L’Everything nel film è il confronto con tutte le possibilità, tutte le vite parallele, utile per il funzionamento e lo sviluppo dell’azione del film, ma che rivela nella protagonista Evelyn un velo di sconforto, di fallimento nel vedere che tra tutte le possibilità ha scelto quella più misera. Quello del libero arbitrio è un concetto discusso da secoli, come Kierkegaard dice: “Non c’è niente che spaventa di più l’uomo che prendere coscienza dell’immensità di cose che è capace di fare e diventare”. Ma mai è stato affrontato attraverso il multiverso, che i registi accostano con l’esperienza della rete: l’internet è il mezzo in cui letteralmente tutte le cose coesistono e come crescono quelli abituati a questo caos? “Volevamo che il massimalismo del film si connettesse con lo scorrere di una quantità infinita di roba” dicono i Daniels, ed è proprio così che ci sentiamo guardando il film.

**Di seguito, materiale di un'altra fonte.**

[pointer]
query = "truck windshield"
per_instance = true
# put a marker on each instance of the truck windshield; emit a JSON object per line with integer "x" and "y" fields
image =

L’esperienza del vedere tutto, dell’enorme quantità di prospettive, l’infinità di ogni cosa, ci condanna al nulla. Prevale il disincanto del mondo. Ci si scontra con la realizzazione che non solo abbiamo a che fare con sviluppi tecnologici che ci rendono più consapevoli delle potenzialità della vita, ma che tutto questo sta rimodellando l’esperienza di vivere nel mondo. Così si sente Jobu Tupaki, una figlia di internet, figlia di un peso messo sopra le sue spalle dai suoi antenati, figlia di quell’individualismo esasperato sconosciuto dalle generazioni precedenti. È in lei che con i suoi costumi stravaganti, le sue battutine e nel personaggio che forse troviamo più strano, si cela tutta la sua speranza di non sentire tutto questo peso attraverso il nichilismo perché in una generazione che chiede ai suoi figli di diventare qualcuno manca il desiderio di farlo.

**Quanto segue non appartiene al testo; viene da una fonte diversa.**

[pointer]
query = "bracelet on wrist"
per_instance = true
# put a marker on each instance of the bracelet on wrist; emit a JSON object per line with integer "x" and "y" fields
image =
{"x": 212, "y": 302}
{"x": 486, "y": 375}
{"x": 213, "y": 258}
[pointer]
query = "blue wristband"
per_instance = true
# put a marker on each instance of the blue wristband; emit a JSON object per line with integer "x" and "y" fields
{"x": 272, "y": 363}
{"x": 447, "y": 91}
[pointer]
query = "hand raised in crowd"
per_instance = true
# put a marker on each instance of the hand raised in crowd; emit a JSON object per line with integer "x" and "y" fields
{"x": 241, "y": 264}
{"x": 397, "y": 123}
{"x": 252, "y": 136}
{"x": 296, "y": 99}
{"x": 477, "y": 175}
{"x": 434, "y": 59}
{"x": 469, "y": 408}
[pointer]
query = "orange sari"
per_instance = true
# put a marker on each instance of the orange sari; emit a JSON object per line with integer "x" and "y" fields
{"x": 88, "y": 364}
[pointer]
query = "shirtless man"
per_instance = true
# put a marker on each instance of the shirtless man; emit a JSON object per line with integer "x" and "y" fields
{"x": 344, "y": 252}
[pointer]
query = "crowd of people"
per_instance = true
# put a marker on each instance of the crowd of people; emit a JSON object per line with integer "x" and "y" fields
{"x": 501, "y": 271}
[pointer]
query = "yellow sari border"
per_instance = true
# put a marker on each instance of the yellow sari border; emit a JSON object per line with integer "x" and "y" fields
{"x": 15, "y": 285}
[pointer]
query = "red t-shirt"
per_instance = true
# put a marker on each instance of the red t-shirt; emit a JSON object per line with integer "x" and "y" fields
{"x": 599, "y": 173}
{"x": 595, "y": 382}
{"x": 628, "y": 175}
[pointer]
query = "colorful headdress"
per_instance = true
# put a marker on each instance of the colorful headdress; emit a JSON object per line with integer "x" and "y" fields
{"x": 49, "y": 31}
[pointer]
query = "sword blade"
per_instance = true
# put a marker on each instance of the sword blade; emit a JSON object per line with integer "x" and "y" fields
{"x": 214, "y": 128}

Un film sul caos della vita e sull’importanza di vivere il presente

Ma probabilmente essere nichilisti è la cosa migliore che ci possa succedere, perché è solo così che possiamo riconoscere l’importanza di darci delle possibilità, liberarci dell’enorme peso del trovare un significato, di cercare realizzare le aspettative sociali: proprio perché la vita non ha realmente un senso, il senso deve essere umanamente inventato, attraverso la scoperta dei nostri personalissimi valori. E così come in un altro bellissimo film sulle vite parallele, “Mr Nobody,” si arriva a questa conclusione: “Negli scacchi si chiama Zugzwang: quando l’unica mossa che è possibile fare è non muoversi”. Il messaggio che Everything everywhere all at once ci vuole trasmettere è l’insensatezza della vita e l’importanza del presente nel rapporto con gli altri, con sé stessi, l’importanza di ascoltarsi, di capirsi, di emozionarsi.

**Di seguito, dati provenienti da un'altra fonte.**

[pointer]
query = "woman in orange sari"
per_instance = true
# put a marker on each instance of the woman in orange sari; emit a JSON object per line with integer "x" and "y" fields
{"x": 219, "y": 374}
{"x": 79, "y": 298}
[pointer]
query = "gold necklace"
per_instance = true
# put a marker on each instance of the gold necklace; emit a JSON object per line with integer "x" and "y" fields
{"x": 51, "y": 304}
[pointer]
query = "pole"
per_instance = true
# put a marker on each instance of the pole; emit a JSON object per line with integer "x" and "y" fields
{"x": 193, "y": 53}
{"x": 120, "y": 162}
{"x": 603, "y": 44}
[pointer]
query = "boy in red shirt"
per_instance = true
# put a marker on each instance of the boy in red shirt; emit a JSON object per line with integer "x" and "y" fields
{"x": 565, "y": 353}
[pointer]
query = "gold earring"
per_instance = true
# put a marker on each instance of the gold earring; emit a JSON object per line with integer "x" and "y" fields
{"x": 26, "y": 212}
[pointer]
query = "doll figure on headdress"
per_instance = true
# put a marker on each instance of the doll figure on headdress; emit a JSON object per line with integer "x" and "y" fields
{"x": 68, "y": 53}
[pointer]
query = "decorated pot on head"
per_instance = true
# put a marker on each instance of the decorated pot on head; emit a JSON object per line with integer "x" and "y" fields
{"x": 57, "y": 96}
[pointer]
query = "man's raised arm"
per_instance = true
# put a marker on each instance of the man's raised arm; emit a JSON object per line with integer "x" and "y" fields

Ed è solo alla fine nel confronto con la figlia che Evelyn lo riconosce: dobbiamo lasciarci andare per ritrovarci, riconnetterci, perché è proprio questo che il film vuole farci sentire, vuole farci sentire presenti in questo continuo caos, e non farci rifugiare in qualcosa che non esiste. Tutta la complessità del film non racchiude che questo, le scene girate con le prospettive di tanti registi, il massimalismo, il caos, il poter classificare questo film come film d’azione, di fantascienza, drammatico, comedy, di arti marziali, questo mucchio di cose tutte assieme racchiudono un concetto così semplice, ma che senza l’esperienza del complesso non potrebbe essere compreso. Alla fine di tutto possiamo solo dire che Everything Everywhere All At Once è la storia di una famiglia.